Directed by Sam Firstenberg (Revenge of the Ninja, Ninja III: The Domination), this 1985 film starred Michael Dudikoff as Joe Armstrong, an American soldier who has been trained well in the martial arts and uses those skills to fight a band of ninja mercenaries under the employ of Ortega (Don Stewart with a horrible French accent), an illegal arms trader.
Through a series of flashbacks, we see that Joe was orphaned at a young age, found by Shinyuki (John Fujioka), and raised by the old ninjitsu master. During those younger years, Joe was trained in the ways of the ninja. This intensive training of the body and mind apparently consisted of tree climbing and slicing coconuts. Once in a while, the sensei would pull out the weapons but I don't think young Joe saw much kitana or shuriken time. No, it's more tree climbing and coconut slicing for this young boy. Not exactly the stuff of ninja legends.
Anyway, after an explosion or something, young Joe ended up with a bit of amnesia which separated him from his sensei/surrogate father. After bouncing around some foster homes, he turns up in the Army.
Due to his brooding personality, Joe doesn't quite get along with his fellow soldiers and gets harassed regularly, especially by Curtis "Bad Ass" Jackson (Steve James). A martial arts trainer for the Army, Curtis ends up in a scrap with Joe who easily bests him by tossing him around like a little hamster. After the fight, Joe earns the undying respect from Curtis and his fellow soldiers.
Joe also finds the time to romance the Colonel's daughter, Patricia (Judie Aronson). Eventually, we discover that her father is part of a conspiracy to sell smuggled weapons from the Army through Ortega.

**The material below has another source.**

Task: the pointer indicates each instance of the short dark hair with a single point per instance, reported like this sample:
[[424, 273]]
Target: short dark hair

We also find out that Ortega has a massive ninja training camp, led by Black Star Ninja (Tadashi Yamashita), a real bad ass ninja. I don't know what kind of training camp this is supposed to be but it can't possibly be ninjas. This camp has ninjas dressed in some of the most ridiculous colours - bright blue ninjas and yellow ninjas are bouncing all over the place. Now, I usually think of ninjas as being all about stealth...y'know, smooth and silent killers that you don't see and all that jazz. If a bright blue ninja is coming my way, I'm going to see him from a mile away, even without my glasses on. Maybe he'll be all stealth when he's in Smurfland but not in my neighbourhood.
Anyway, to make a long story short, Joe finds out that his sensei is the mute gardener of Ortega who trains him for the final battle. And what a battle it turns out to be! Joe shows up at Ortega's complex, bitch slaps a bunch of people, and just when you think he's backed himself into a corner, up comes Curtis Jackson with the rest of the Army crew to blast ninjas with some good ol' guns.
The final fight with Black Star Ninja ends up being a farce as that bad ass ninja pulls out a bag of tricks worthy of Inspector Gadget - lasers and bullets from his wrist! That's one hell of a Seiko watch that Black Star's got on. Turns out to be useless though and the swords come out.
What's Good About This Movie?
Not a whole lot. The fights, although very cool when I was 11 years old, look very dated now. In fact, they seem very poorly choreographed, especially when you see Steve James pull out his kung fu moves. The guy looks like he's going to fall on his ass every time. The funky chicken dance would be more appropriate.
What's Not Good About This Movie?
C'mon, read the summary - the movie is a laughable attempt at making a martial arts movie. The 80's saw a bunch of really stupid ninja movies being made to cash in on the demand from snot nosed kids like me. This movie is one of them.
Like I said earlier, the movie was really cool when I was 11 years old. After watching it again recently on cable, I went through one of those "What the Hell Was I Thinking?" kind of phases.
On the other hand, now that I'm older, it does make for a really fun movie to watch while stoned. The colourful ninjas end up making a whole lot more sense.